Early April 08 and the dirt has arrived.
Ta-Da! Same spot one year later May 2008, with a load of topsoil, and mulch. The plantings are not firm, they are all the bargins I bought at the end of season sales, and had to dig in somewhere fast. I’m still thinking through the plantings here as I battle off the woodchucks.
And I swear that is not the same bale of peat moss that was in the first photos. Really, truly, honestly, it’s a different one.

Breadseed Poppies
My friend and gardening guru Judy gave me these seeds. She’s been supplying me for a couple of years now. This year they are all an amazing dark purple/red color. I think she’s been selecting her favorite burgundy ones so she has all the same. I had ‘bing’ moment this week and realized that next year I should plant them so they grow up among the ajuga burgundy glow. Here are the poppies and my attempt at O’Keefe-ing them.

Growing up from the phlox sublata, ummm okay, but not a knock your socks off moment. Next year I want them to be peeking out of this stuff.

The O’Keefe moment.

What’s Blooming?
The Oakleaf hydrangea is nice this year. I think it’s now three years old. Has some hefty blooms, despite our icy winter and the attack of the woodchucks. Now if we can continue to fend off the japanese beetles it should have a pretty good chance. It’s all about survival out here in the garden!


Roses, and the Death of Chuck
Yep. The boybarian of the house got him. I didn’t see it first hand, but the versions I heard from his sisters included the words, eye, shot, blood spurting. I did a happy dance. The boy then had a dream that Chuck came back, ate of a certain poppy in the garden, grew to a gargantuan size, went into the boy’s bedroom and attacked him. Also Chuck was sporting an eye patch.
On a completely different note, the roses are blooming. Hurrah! We had a short but mean rainstorm this morning, so New Dawn is a bit droopy, but it smells divine.

The Uninvited Guest

He looks pretty darn happy doesn’t he? Just taking a stroll through his new digs, not a care in the world. That’s our groundhog, Mr. Chuck.
A friend suggested her builders method. Trap them in Havaheart traps and then shoot them. After a week of this, it seems like a sensible idea.
The Garden of Eatin’ featuring Friar Chuck
He ate the daisy buds. He ate the white conflower I started from seed last year. He ate every single pansy blossom. He ate the lupines, the lettuce, and the asters. And while I am surveying all this damage, my fragmented brain is thinking, how can he be so fat eating all these greens? And where is the baseball bat, ’cause I’m putting an end to this business. And then after drinking all the water in the fountain, he looked around him and saw that it was good and dug a hole under the front porch. A hole exactly where I put my foot when I come down or go up the porch a bazzillion times a day.
On Wednesday my lupines looked like this,

on Thursday this is what was left.

Tomorrow I hope to write, that Friar Chuck has moved on, to the great groundhog in the sky.
Whistling pig my patootie.
First Lily (day) of the Season
Happy Returns the cutest little day lily of them all. First bloom peeked out yesterday and from the look of the many buds this will be a good year for her. I transplanted these from the very shady neglected backyard to the somewhat more sunny front yard, last year. It’s actually growing rather than surviving, and I get to see it everytime I go in and out. Brings a smile to this gardeners face.

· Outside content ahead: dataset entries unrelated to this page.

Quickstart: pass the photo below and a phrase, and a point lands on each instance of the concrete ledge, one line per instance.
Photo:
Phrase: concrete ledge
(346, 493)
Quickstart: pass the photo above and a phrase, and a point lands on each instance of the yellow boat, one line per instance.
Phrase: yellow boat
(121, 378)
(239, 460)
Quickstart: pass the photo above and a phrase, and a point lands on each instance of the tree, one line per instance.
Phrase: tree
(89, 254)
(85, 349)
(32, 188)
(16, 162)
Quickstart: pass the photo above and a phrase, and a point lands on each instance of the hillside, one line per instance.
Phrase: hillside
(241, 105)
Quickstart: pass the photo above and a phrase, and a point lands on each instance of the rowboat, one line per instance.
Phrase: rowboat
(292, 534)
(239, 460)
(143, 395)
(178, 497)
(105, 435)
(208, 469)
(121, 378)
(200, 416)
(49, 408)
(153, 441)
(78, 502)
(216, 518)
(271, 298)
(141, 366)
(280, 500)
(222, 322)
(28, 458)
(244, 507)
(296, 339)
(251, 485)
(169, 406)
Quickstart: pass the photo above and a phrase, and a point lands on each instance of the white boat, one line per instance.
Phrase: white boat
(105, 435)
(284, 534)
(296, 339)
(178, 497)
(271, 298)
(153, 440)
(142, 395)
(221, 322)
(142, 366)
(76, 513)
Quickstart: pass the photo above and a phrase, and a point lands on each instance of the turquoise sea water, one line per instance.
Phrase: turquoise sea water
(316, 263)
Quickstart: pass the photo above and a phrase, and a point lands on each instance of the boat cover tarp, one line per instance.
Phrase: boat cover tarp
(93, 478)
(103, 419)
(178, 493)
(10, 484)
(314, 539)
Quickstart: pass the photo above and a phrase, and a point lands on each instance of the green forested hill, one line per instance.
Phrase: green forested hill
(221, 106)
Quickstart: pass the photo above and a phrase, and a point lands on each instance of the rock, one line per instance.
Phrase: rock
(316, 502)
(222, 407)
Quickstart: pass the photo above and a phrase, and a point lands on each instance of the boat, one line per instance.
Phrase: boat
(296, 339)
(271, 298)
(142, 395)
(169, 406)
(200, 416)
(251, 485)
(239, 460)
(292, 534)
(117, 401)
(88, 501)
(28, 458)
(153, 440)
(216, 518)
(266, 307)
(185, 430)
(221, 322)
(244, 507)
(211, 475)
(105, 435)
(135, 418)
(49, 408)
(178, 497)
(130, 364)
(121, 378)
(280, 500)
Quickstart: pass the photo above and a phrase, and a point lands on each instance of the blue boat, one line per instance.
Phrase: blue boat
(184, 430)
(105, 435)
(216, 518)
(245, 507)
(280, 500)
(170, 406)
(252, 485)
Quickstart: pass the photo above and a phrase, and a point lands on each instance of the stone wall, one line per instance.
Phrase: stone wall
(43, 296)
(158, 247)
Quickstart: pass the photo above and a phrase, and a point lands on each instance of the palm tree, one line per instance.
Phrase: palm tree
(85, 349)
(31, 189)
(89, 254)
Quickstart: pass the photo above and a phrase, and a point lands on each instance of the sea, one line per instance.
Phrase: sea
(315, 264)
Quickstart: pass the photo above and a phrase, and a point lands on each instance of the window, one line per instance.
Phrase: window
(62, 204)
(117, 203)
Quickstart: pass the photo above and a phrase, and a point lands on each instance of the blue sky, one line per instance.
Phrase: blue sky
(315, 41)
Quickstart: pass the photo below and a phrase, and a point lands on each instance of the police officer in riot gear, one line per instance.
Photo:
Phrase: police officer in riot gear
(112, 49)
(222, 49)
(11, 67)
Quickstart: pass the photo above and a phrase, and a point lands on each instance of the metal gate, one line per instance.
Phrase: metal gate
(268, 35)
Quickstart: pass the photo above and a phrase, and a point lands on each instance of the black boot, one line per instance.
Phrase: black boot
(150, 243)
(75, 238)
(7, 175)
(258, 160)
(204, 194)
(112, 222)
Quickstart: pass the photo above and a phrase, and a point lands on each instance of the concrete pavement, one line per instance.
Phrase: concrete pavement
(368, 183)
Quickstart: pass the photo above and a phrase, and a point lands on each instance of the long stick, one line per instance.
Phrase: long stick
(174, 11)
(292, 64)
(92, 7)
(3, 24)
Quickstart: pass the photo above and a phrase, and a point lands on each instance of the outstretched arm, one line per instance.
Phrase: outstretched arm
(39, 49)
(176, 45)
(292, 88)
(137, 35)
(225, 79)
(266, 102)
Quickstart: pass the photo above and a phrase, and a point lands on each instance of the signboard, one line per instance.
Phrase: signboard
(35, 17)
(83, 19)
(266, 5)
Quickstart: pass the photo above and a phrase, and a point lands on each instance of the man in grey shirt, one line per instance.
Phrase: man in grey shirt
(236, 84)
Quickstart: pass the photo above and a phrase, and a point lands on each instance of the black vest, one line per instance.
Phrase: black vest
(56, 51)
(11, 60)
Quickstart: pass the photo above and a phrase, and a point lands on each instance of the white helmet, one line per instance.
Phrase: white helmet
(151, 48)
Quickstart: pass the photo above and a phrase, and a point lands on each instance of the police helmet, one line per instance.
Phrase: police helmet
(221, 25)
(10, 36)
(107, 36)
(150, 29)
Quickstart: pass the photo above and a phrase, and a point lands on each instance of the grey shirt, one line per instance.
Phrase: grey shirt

I lifted this from the American Hemerocallis Society’s page. Do you think their members carry cards announcing as much? Anyhoo I found it interesting. My daughter’s pet peeve is people (her mom?) who spell lilly with two L’s. The AHS people are very clear that daylily is indeed one word. Just in case you’ve been losing sleep over this matter.
The scientific name for daylily is Hemerocallis, most recently considered to belong in the plant family Hemerocallidaceae. Previously, many older works placed daylilies in the Lily family, Liliaceae. Notice that the preferred spelling is “daylily” as one word. Many dictionaries spell it as two words. The word Hemerocallis is derived from two Greek words meaning “beauty” and “day,” referring to the fact that each flower lasts only one day. To make up for this, there are many flower buds on each daylily flower stalk, and many stalks in each clump of plants, so, the flowering period of a clump is usually several weeks long. And, many cultivars have more than one flowering period.
An Unwelcome Visitor

Olivia has named him Friar Chuck, and he is the cutest little thing, but he and his friend must go!